Solve the six major pain points to promote better use of generative AI by enterprises, Amazon Cloud Technology Gu Fan interviewed and shared available solutions

 Gu Fan, General Manager of the Strategic Business Development Department of Amazon Cloud Technology Greater China, said in an exclusive interview with a reporter from the 21st Century Business Herald that generative artificial intelligence will bring opportunities to companies from four aspects: the first is to create a new customer experience; The second is to improve the productivity of employees within the enterprise; the third is to help enterprises improve the efficiency of business operations; the fourth is to improve the efficiency of enterprises in content creation. It can be seen that generative artificial intelligence will reshape every industry and change the rules of the game in all walks of life.

 At the same time, Gu Fan, general manager of the strategic business development department of Amazon Cloud Technology Greater China, also said that enterprises must solve several pain points if they want to use generative AI: first, find a suitable business scenario; Select and use the basic model; the third is how to "easily" tune the model on the premise of protecting the security of private data; the fourth is how to lower the threshold so that more people have the ability to develop generative AI applications; The fifth is ultra-large-scale and cost-effective computing resources, especially considering the cost of future application reasoning; the last is to solve the challenge of talent shortage.

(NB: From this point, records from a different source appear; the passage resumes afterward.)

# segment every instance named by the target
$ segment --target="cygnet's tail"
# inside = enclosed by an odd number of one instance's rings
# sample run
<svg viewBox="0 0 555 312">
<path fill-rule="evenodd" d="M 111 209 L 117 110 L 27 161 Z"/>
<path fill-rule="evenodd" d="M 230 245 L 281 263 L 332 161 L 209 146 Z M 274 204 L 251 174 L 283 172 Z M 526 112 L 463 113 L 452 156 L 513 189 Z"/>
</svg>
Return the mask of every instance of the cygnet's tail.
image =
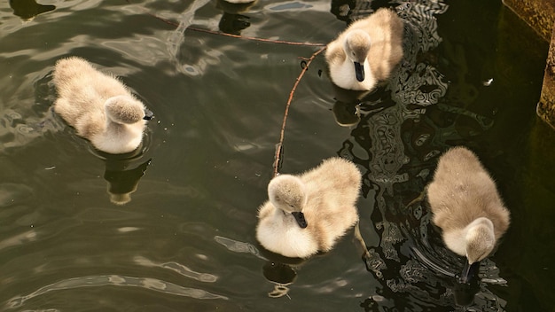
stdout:
<svg viewBox="0 0 555 312">
<path fill-rule="evenodd" d="M 113 122 L 132 124 L 145 117 L 145 105 L 129 96 L 112 97 L 105 103 L 106 115 Z"/>
</svg>

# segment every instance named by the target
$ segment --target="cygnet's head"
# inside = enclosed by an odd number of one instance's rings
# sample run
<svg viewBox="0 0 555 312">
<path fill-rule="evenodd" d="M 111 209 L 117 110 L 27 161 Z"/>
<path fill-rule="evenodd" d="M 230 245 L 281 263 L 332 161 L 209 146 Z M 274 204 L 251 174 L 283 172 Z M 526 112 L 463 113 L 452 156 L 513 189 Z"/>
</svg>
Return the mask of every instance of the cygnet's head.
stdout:
<svg viewBox="0 0 555 312">
<path fill-rule="evenodd" d="M 356 80 L 364 81 L 364 62 L 370 51 L 370 35 L 363 30 L 354 29 L 345 37 L 344 47 L 347 57 L 355 64 Z"/>
<path fill-rule="evenodd" d="M 291 213 L 301 228 L 309 225 L 302 214 L 307 194 L 300 178 L 291 175 L 278 176 L 268 184 L 268 197 L 274 207 L 284 213 Z"/>
<path fill-rule="evenodd" d="M 488 218 L 478 218 L 471 223 L 466 233 L 466 259 L 468 263 L 479 262 L 493 251 L 496 236 L 493 222 Z"/>
<path fill-rule="evenodd" d="M 105 103 L 108 118 L 116 123 L 132 124 L 145 118 L 145 105 L 129 96 L 116 96 Z"/>
<path fill-rule="evenodd" d="M 304 183 L 291 175 L 273 178 L 268 184 L 268 197 L 276 207 L 288 213 L 302 211 L 307 201 Z"/>
</svg>

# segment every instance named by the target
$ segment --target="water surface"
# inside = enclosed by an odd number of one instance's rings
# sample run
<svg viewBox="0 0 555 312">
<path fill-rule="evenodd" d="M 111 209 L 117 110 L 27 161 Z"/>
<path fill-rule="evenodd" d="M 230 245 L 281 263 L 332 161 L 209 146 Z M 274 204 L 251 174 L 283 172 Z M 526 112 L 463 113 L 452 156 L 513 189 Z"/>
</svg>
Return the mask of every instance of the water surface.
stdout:
<svg viewBox="0 0 555 312">
<path fill-rule="evenodd" d="M 512 215 L 468 309 L 555 304 L 555 137 L 535 113 L 548 44 L 500 2 L 31 4 L 0 4 L 2 310 L 461 309 L 463 260 L 426 201 L 409 205 L 457 144 L 481 157 Z M 299 58 L 320 48 L 192 28 L 325 43 L 380 6 L 405 21 L 402 65 L 354 95 L 333 88 L 317 56 L 294 93 L 279 169 L 355 161 L 368 256 L 349 232 L 326 254 L 283 264 L 256 243 L 256 209 Z M 95 152 L 52 113 L 53 66 L 69 55 L 121 77 L 154 112 L 137 155 Z M 359 119 L 345 113 L 355 105 Z"/>
</svg>

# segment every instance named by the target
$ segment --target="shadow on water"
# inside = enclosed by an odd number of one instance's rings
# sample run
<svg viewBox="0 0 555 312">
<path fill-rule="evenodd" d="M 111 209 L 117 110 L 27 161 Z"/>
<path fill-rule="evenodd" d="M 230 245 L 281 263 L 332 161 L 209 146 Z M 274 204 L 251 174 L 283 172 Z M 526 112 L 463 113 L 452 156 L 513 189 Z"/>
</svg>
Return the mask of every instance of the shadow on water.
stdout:
<svg viewBox="0 0 555 312">
<path fill-rule="evenodd" d="M 234 8 L 223 2 L 88 6 L 76 1 L 53 8 L 10 1 L 16 15 L 8 12 L 10 25 L 17 31 L 3 34 L 0 44 L 0 66 L 10 73 L 0 77 L 1 307 L 551 308 L 555 183 L 545 156 L 553 147 L 545 142 L 554 138 L 541 121 L 530 122 L 544 43 L 530 39 L 531 33 L 518 35 L 522 31 L 514 27 L 521 22 L 499 2 L 348 0 L 330 6 L 329 1 L 258 0 Z M 171 15 L 179 27 L 139 6 Z M 405 57 L 391 80 L 371 92 L 352 92 L 332 89 L 311 70 L 303 83 L 313 79 L 317 88 L 308 99 L 302 90 L 295 95 L 290 120 L 297 123 L 290 123 L 285 142 L 294 146 L 297 136 L 302 144 L 298 151 L 285 146 L 286 166 L 295 169 L 308 167 L 295 152 L 311 159 L 337 152 L 363 168 L 359 210 L 361 216 L 369 212 L 363 216 L 369 220 L 361 218 L 369 225 L 360 229 L 368 242 L 364 253 L 353 252 L 348 242 L 307 261 L 268 254 L 255 243 L 255 207 L 266 196 L 283 96 L 298 74 L 296 57 L 306 50 L 185 29 L 194 24 L 322 42 L 336 34 L 320 25 L 343 26 L 382 6 L 395 8 L 405 20 Z M 312 20 L 311 13 L 330 16 Z M 21 26 L 20 17 L 34 16 Z M 32 40 L 20 39 L 27 36 Z M 517 45 L 539 48 L 523 52 Z M 52 113 L 55 96 L 46 71 L 68 54 L 115 67 L 156 113 L 148 151 L 98 155 Z M 322 58 L 311 68 L 318 62 L 324 68 Z M 242 83 L 231 83 L 237 81 Z M 324 98 L 328 93 L 332 96 Z M 303 106 L 302 100 L 318 107 Z M 339 136 L 340 144 L 307 131 L 310 121 L 320 125 L 330 113 L 337 124 L 329 119 L 326 129 L 347 133 L 347 139 Z M 457 283 L 464 260 L 444 247 L 426 201 L 414 200 L 437 157 L 457 144 L 473 149 L 490 169 L 514 220 L 496 253 L 481 262 L 480 282 L 469 285 Z M 373 207 L 363 206 L 368 203 Z"/>
<path fill-rule="evenodd" d="M 488 78 L 497 79 L 489 64 L 494 56 L 476 58 L 484 63 L 475 76 L 469 58 L 473 51 L 437 33 L 436 15 L 447 15 L 446 4 L 403 3 L 397 11 L 407 22 L 400 68 L 387 85 L 371 94 L 336 90 L 333 106 L 338 124 L 356 125 L 353 137 L 338 153 L 366 168 L 363 196 L 374 197 L 377 205 L 371 220 L 379 244 L 369 246 L 363 261 L 381 287 L 361 307 L 365 311 L 424 311 L 431 307 L 450 311 L 457 306 L 503 310 L 506 298 L 489 289 L 507 283 L 496 263 L 482 261 L 481 282 L 458 283 L 456 272 L 464 261 L 443 246 L 426 202 L 412 200 L 430 181 L 437 156 L 449 146 L 465 144 L 485 155 L 491 152 L 483 144 L 484 135 L 495 126 L 495 106 L 500 103 L 483 105 L 479 97 L 488 92 L 493 81 Z M 495 29 L 486 26 L 489 20 L 480 22 L 477 28 Z M 495 44 L 493 33 L 485 38 Z M 446 64 L 450 70 L 443 72 Z"/>
</svg>

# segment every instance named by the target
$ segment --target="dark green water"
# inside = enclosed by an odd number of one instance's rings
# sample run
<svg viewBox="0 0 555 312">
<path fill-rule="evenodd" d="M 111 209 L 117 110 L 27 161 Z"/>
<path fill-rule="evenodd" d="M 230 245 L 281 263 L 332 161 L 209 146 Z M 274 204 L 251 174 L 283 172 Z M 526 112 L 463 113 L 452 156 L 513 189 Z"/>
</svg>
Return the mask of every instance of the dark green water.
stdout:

 Since entering China in 2013, Amazon Cloud Technology has continued to increase its investment in China. In 2013, Amazon Cloud Technology launched a limited preview of the China region, and then successively released the Amazon Cloud Technology China (Beijing) region operated by Sinnet, the Amazon Cloud Technology China (Ningxia) region operated by NWCD, and the Amazon Cloud Technology China (Ningxia) region. Asia Pacific (Hong Kong) Region. Amazon Cloud Technology already has thousands of partners in China, supported more than 10,000 local start-ups, and provided cloud computing-related skills training for more than 1 million people. Two renewable energy projects backed by Amazon in China, including a solar project in Shandong and a wind project in Jilin, have officially come into operation.

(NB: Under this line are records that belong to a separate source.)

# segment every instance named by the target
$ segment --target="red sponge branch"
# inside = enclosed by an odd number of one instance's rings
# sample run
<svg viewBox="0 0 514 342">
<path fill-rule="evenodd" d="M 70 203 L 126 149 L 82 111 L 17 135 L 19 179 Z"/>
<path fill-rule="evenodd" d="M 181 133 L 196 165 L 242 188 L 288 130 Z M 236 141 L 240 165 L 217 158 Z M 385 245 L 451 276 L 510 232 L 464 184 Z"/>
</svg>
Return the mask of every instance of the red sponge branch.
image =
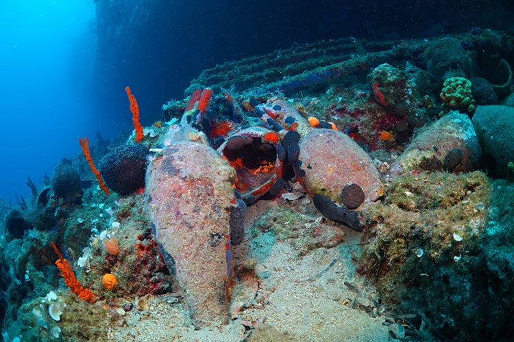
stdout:
<svg viewBox="0 0 514 342">
<path fill-rule="evenodd" d="M 61 272 L 61 276 L 64 278 L 64 283 L 68 285 L 71 290 L 71 292 L 75 293 L 79 298 L 83 299 L 90 303 L 94 303 L 95 295 L 93 293 L 91 292 L 90 290 L 84 288 L 82 284 L 81 284 L 78 279 L 75 276 L 75 274 L 73 273 L 73 270 L 71 269 L 70 263 L 67 260 L 62 257 L 62 254 L 59 252 L 56 244 L 53 242 L 51 242 L 50 244 L 51 244 L 53 250 L 56 251 L 57 255 L 59 256 L 59 259 L 56 261 L 56 265 L 57 265 L 57 268 Z"/>
<path fill-rule="evenodd" d="M 143 140 L 143 126 L 139 123 L 139 107 L 138 106 L 136 98 L 130 92 L 130 88 L 126 87 L 125 91 L 127 92 L 127 96 L 130 102 L 130 111 L 132 112 L 132 122 L 134 123 L 134 128 L 136 130 L 136 142 L 139 142 Z"/>
<path fill-rule="evenodd" d="M 103 179 L 101 179 L 100 172 L 97 170 L 97 168 L 95 166 L 95 163 L 93 163 L 93 162 L 91 153 L 90 153 L 89 152 L 89 142 L 88 141 L 88 137 L 84 137 L 84 140 L 82 140 L 82 138 L 79 138 L 79 142 L 80 142 L 80 147 L 82 148 L 82 153 L 84 154 L 84 157 L 88 161 L 89 168 L 91 169 L 91 171 L 93 171 L 93 173 L 94 173 L 95 176 L 97 177 L 98 184 L 100 185 L 100 189 L 103 190 L 103 192 L 106 193 L 106 195 L 109 196 L 109 194 L 110 194 L 110 192 L 109 192 L 109 188 L 107 187 L 106 183 L 103 183 Z"/>
</svg>

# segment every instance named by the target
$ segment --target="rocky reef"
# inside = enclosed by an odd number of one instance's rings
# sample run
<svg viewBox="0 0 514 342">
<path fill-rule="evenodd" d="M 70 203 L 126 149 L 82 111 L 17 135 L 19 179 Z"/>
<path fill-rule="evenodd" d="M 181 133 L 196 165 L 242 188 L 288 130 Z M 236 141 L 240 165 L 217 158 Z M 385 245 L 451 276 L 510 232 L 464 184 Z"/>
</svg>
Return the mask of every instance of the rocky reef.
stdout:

 Generative AI will bring four opportunities for enterprises

 21st century: From the perspective of cloud computing, what opportunities will generative artificial intelligence bring to enterprises, and what challenges currently exist? How will Amazon cloud technology maintain its competitive advantage?

 Gu Fan: We see that this technology brings opportunities to enterprises mainly from four aspects. The first is to create a new customer experience, such as chatbots, virtual assistants, personalized recommendations, etc.; the second is to improve the productivity of internal employees, such as meeting minutes and code creation based on generative artificial intelligence; the third is to help Enterprises improve business operation efficiency, such as manufacturing enterprises using predictive maintenance and quality control based on generative artificial intelligence to increase production capacity, etc.; the fourth is to improve the efficiency of enterprises in content creation, such as automatically improving the quality of pictures and videos, creating music Etc., making it easier to turn ideas into reality. It can be said that generative artificial intelligence will reshape every industry and change the rules of the game in all walks of life.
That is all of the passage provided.